Edited - also, as I have said, he could be lying. I would not be able to make any kind of judgement unless I know he situation from both sides.

localnotail · 20/11/2025 20:41

namechangetheworld · 20/11/2025 20:36

I call bullshit. If a friend of yours found herself pregnant and was considering an abortion, you would honestly tell her "well if you hadn't wanted a child you should have made sure you didn't make one"? Of course you wouldn't. Normal people would say "accidents happen".

Edited

Yes, but guys cant have an abortion, or force someone to have one. They have to accept the situation and take responsibility.

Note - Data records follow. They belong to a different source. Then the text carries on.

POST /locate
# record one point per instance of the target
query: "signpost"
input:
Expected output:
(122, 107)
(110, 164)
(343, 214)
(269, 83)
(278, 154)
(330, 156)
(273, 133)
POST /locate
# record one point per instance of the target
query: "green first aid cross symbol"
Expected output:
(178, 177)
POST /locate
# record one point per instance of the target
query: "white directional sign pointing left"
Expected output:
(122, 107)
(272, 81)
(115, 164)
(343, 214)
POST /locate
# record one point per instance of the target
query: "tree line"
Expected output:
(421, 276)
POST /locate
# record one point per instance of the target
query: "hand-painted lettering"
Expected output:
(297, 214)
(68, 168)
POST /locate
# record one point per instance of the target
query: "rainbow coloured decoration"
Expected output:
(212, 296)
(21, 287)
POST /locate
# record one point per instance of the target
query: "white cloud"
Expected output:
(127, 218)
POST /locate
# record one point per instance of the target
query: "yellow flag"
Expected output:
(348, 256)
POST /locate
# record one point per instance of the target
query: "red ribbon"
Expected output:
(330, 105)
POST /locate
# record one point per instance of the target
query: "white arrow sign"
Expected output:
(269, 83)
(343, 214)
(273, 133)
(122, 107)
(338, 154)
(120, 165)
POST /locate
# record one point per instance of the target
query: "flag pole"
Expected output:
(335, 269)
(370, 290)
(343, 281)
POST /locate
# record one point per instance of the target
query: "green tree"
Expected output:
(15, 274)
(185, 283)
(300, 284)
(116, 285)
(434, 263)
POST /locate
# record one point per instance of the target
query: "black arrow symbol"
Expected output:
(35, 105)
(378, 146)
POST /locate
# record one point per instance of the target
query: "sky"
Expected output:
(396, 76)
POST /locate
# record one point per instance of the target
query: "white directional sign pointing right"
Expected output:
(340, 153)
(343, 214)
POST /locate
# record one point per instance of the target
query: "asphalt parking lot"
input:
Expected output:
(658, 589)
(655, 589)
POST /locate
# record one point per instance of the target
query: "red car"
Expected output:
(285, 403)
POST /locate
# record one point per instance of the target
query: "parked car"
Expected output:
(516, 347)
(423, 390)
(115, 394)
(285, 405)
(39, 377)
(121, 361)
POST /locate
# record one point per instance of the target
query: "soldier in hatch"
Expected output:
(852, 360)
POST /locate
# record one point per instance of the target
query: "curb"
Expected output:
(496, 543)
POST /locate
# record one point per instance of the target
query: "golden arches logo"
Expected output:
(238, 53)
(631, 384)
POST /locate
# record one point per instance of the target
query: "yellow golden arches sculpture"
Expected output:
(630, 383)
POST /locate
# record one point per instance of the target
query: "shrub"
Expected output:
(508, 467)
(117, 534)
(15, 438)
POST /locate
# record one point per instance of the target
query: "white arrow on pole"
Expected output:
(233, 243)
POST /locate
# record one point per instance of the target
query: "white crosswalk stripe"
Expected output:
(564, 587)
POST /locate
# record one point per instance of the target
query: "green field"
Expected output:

TheIceBear · 20/11/2025 20:51

100 percent would be a red flag for me whatever the reason. Regardless of the reason for me that is huge baggage that I couldn’t be bothered with. Maybe I’m just too judgemental.

OneAmberFinch · 20/11/2025 20:52

JHound · 20/11/2025 20:17

A woman giving up her child for adoption is equivalent.

I did not use this example as I thought perhaps there might be legal contact orders or something in such an example which might be the reason the mother is not able to easily see the child, even if she thought about him every day.

Tbh even in an adoption scenario I would also find it a little strange to just go about your life knowing you had a child out there but not really being that interested, "ah well I didn't want it so I got rid of it". As far as OP describes, her bf is not pining for his lost child he has no access to or something. He just feels he cut ties and done is done.

Booboobagins · 20/11/2025 20:55

He told you about his DC, so talk to him.

My DH told me he had DCs that he didn't see.

He told me why in a phone call before our first date. Over course of a few weeks, I saw the court papers etc. He said his ex and her new DH made it difficult and the eldest DC cried when they saw him.

Turns out DC was being sexially abused by the SD which is why they cried when they saw their DF - they needed saving.

I didn't walk away from him. He was a great dad and a real rock.

If he has no reason not to see his DC, then red flag ergo run.

OneAmberFinch · 20/11/2025 20:56

localnotail · 20/11/2025 20:41

Yes, but guys cant have an abortion, or force someone to have one. They have to accept the situation and take responsibility.

Yes. This isn't an example where you can just trivially flip the sexes and it has to be equal, "oh she can have an abortion so I should be able to be a deadbeat dad, #equality".

Reproduction is THE fundamental difference between the sexes so the options men and women have will inherently always be different.

localnotail · 20/11/2025 21:00

OneAmberFinch · 20/11/2025 20:56

Yes. This isn't an example where you can just trivially flip the sexes and it has to be equal, "oh she can have an abortion so I should be able to be a deadbeat dad, #equality".

Reproduction is THE fundamental difference between the sexes so the options men and women have will inherently always be different.

Totally. But somehow, men always have a "get out" card - they can just walk away from it all. No physical pain, no guilt, no responsibility. And there are seem to be a lot of females prepared to make excuses for them.